OBJECTIVES: Infused Treprostinil sodium, a prostacyclin analog has improved limb blood flow, reduced ischemic rest pain and promoted ischemic wound healing in patients with severe vascular disease in several studies. This study evaluates UT-15C (Treprostinil diethanolamine), a sustained release (SR) oral form of Treprostinil in patients with CLI (Fontaine IIIb-IVa) and ischemic lower limb rest pain.

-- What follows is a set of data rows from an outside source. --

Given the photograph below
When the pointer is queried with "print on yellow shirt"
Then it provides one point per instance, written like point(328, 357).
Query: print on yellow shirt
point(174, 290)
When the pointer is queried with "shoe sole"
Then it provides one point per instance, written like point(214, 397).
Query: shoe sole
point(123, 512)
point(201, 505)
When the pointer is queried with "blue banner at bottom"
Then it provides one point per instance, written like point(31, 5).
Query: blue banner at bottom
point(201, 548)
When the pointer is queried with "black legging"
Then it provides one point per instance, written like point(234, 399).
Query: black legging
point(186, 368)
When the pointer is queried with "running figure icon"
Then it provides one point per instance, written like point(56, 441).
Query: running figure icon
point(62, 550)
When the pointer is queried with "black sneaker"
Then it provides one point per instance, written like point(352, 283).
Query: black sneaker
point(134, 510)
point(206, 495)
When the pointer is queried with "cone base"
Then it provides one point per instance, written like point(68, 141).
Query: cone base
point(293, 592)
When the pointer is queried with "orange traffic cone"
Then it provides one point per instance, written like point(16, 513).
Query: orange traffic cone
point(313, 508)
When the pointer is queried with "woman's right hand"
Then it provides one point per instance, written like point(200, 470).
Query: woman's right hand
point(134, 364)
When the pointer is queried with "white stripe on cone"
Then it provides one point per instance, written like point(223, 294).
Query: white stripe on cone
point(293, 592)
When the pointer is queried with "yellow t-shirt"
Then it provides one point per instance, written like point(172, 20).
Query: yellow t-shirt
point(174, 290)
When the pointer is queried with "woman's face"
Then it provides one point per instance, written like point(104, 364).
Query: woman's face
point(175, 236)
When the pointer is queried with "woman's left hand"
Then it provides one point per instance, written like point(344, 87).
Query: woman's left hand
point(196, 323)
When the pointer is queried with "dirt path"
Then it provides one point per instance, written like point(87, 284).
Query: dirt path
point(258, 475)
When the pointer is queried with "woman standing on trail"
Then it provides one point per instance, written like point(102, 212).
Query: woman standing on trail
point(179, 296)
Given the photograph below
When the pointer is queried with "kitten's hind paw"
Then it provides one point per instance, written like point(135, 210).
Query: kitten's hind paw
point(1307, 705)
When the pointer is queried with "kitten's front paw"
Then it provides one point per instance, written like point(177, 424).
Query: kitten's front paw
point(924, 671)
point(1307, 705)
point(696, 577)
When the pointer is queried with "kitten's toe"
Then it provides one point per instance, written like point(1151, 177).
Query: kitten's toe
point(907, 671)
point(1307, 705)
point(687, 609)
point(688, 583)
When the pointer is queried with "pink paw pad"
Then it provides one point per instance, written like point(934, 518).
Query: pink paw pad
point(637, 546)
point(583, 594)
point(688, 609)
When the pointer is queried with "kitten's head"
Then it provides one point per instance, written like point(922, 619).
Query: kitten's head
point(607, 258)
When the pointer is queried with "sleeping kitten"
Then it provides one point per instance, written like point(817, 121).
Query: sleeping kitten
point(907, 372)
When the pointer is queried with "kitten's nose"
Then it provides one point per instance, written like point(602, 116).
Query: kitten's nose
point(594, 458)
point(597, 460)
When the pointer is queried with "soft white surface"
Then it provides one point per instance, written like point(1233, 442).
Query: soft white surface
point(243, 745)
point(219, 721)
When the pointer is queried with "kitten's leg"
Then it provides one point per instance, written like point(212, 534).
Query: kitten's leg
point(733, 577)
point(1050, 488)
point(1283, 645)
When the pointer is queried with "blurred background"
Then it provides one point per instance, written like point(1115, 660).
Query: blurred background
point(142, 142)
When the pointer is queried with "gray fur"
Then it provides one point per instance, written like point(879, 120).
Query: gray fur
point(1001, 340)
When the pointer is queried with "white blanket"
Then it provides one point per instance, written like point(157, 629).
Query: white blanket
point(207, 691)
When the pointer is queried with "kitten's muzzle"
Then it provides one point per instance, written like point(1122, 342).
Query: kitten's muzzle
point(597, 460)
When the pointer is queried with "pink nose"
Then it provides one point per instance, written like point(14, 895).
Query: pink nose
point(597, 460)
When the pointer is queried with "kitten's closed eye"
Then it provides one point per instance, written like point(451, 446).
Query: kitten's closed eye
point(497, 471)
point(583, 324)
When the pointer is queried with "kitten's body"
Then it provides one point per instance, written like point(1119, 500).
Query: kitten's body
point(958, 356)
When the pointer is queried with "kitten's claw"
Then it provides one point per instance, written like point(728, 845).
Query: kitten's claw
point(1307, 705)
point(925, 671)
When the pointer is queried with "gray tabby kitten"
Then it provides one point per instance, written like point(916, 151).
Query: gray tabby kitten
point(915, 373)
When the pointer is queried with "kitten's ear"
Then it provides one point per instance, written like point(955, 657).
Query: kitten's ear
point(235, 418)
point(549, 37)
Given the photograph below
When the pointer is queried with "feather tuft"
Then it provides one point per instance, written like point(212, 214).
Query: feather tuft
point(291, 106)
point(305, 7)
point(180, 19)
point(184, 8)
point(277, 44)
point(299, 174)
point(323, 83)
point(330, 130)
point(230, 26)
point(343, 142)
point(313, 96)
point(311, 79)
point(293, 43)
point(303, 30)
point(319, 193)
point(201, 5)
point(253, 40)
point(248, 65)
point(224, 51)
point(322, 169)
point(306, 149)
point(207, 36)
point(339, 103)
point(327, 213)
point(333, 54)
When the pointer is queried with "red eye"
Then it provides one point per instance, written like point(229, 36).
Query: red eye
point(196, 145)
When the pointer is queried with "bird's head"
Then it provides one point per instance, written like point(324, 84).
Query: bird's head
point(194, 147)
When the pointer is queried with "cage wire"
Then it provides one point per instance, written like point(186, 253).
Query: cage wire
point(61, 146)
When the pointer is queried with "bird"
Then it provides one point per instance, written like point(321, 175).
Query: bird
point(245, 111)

METHODS: Eligible patients aged 45-85 years with Fontaine Stage III/IVa who required at least two weeks of analgesic therapy for ischemic rest pain, were given 2 mg BID of UT-15C SR for oral administration for 8 weeks. Ischemic rest pain was assessed using the Short Form McGill pain questionnaire (SF-MPQ), visual analog scale (VAS), and present pain intensity (PPI) scales along with analgesic use. Sleep interference was assessed using a visual analog scale in which patients rated their overall sleep for the past 2 weeks (0= excellent sleep, 10 =no sleep). Dosing was initiated at 1 mg QD and titrated weekly to the maximum dose (2mg BID). Follow-up values were compared to baseline values using the Wilcoxon signed rank test.

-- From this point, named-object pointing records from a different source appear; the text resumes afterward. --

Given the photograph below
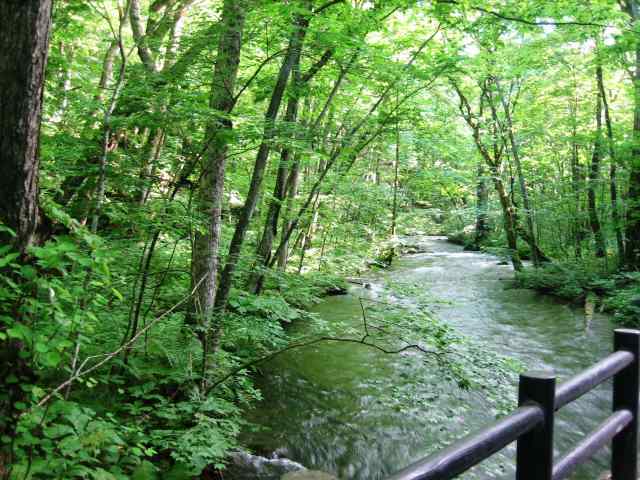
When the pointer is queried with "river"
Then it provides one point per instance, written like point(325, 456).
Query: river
point(359, 413)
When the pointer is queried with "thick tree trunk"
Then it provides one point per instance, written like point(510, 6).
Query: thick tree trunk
point(594, 178)
point(204, 263)
point(292, 191)
point(292, 58)
point(509, 218)
point(613, 182)
point(24, 41)
point(271, 223)
point(515, 154)
point(576, 179)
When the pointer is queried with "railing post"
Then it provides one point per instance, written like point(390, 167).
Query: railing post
point(624, 449)
point(534, 457)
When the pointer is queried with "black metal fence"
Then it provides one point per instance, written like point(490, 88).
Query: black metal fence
point(531, 424)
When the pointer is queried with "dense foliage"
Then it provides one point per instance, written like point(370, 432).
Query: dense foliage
point(209, 169)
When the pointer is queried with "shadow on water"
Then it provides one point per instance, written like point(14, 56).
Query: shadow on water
point(361, 414)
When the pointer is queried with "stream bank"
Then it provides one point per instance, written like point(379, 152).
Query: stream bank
point(358, 413)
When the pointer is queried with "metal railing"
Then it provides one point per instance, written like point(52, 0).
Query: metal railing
point(531, 424)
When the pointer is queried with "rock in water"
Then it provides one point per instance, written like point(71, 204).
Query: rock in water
point(308, 475)
point(253, 467)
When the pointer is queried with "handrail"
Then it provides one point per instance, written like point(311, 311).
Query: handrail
point(586, 381)
point(474, 448)
point(531, 424)
point(592, 443)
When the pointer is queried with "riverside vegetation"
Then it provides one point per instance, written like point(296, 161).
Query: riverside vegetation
point(181, 180)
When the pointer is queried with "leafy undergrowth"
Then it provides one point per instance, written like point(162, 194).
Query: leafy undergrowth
point(138, 412)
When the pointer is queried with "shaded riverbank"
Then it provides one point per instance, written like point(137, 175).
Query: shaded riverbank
point(361, 414)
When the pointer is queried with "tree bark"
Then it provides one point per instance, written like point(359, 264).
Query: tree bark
point(515, 153)
point(632, 249)
point(24, 41)
point(204, 262)
point(482, 206)
point(292, 58)
point(594, 178)
point(613, 182)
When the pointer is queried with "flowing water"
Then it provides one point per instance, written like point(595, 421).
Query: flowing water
point(359, 413)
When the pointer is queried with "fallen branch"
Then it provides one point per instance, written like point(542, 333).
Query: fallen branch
point(81, 371)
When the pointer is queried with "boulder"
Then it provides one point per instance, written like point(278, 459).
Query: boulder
point(246, 466)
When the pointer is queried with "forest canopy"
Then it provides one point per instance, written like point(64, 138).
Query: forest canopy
point(180, 180)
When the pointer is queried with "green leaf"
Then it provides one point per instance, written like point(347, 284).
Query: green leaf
point(51, 359)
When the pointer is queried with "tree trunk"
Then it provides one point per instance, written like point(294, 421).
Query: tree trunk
point(594, 177)
point(632, 250)
point(509, 220)
point(515, 153)
point(24, 41)
point(394, 208)
point(613, 182)
point(206, 246)
point(482, 206)
point(292, 57)
point(576, 179)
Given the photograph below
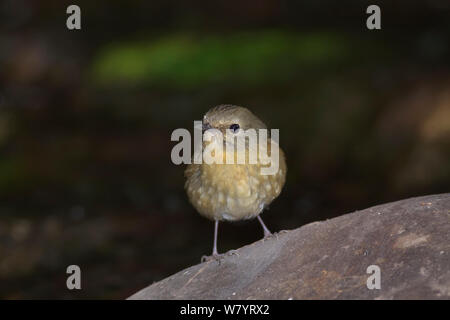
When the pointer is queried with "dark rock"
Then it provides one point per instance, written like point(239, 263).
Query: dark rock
point(409, 240)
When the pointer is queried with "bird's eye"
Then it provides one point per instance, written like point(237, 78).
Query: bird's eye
point(234, 127)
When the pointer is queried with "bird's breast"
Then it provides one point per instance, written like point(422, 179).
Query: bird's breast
point(232, 191)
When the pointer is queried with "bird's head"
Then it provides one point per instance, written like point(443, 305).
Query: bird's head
point(231, 117)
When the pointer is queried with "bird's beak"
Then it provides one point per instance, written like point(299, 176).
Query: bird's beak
point(205, 126)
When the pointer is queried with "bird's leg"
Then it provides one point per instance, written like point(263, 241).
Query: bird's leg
point(216, 227)
point(267, 233)
point(215, 255)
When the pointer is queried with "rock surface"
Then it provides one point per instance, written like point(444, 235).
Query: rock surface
point(409, 240)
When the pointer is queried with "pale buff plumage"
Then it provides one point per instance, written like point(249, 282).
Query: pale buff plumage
point(233, 191)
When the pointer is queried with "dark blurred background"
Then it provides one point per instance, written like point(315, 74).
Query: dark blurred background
point(86, 117)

RESULTS: Eight out of 10 patients (mean age 72 years) completed study assessments. Mean baseline total SF-MPQ score was 19.4± 3.5 and decreased to 9.5 ± 2.7; p<0.01. Significant improvements from baseline to final assessment were observed in the VAS (4.7 ± 0.7 vs 1.5± 0.5; p=0.047) and sensory pain (16.4± 2.7 vs 8.4± 2.7; p<0.01) SF-MPQ scores. Although not significant, sleep interference VAS score decreased by 58% from 6.7 at baseline to 3.9 at final assessment, and PPI decreased from 2.9 to 1.8. Two adverse events were reported by two patients (mild headache and one episode of chills following the first dose).
CONCLUSIONS:The oral Prostacyclin analog Treprostinil diethanolamine was well-tolerated and associated with ischemic pain relief and improved sleep in patients with CLI. Patient outcomes at 2 mg BID are encouraging and suggest that a larger placebo-controlled trial is warranted.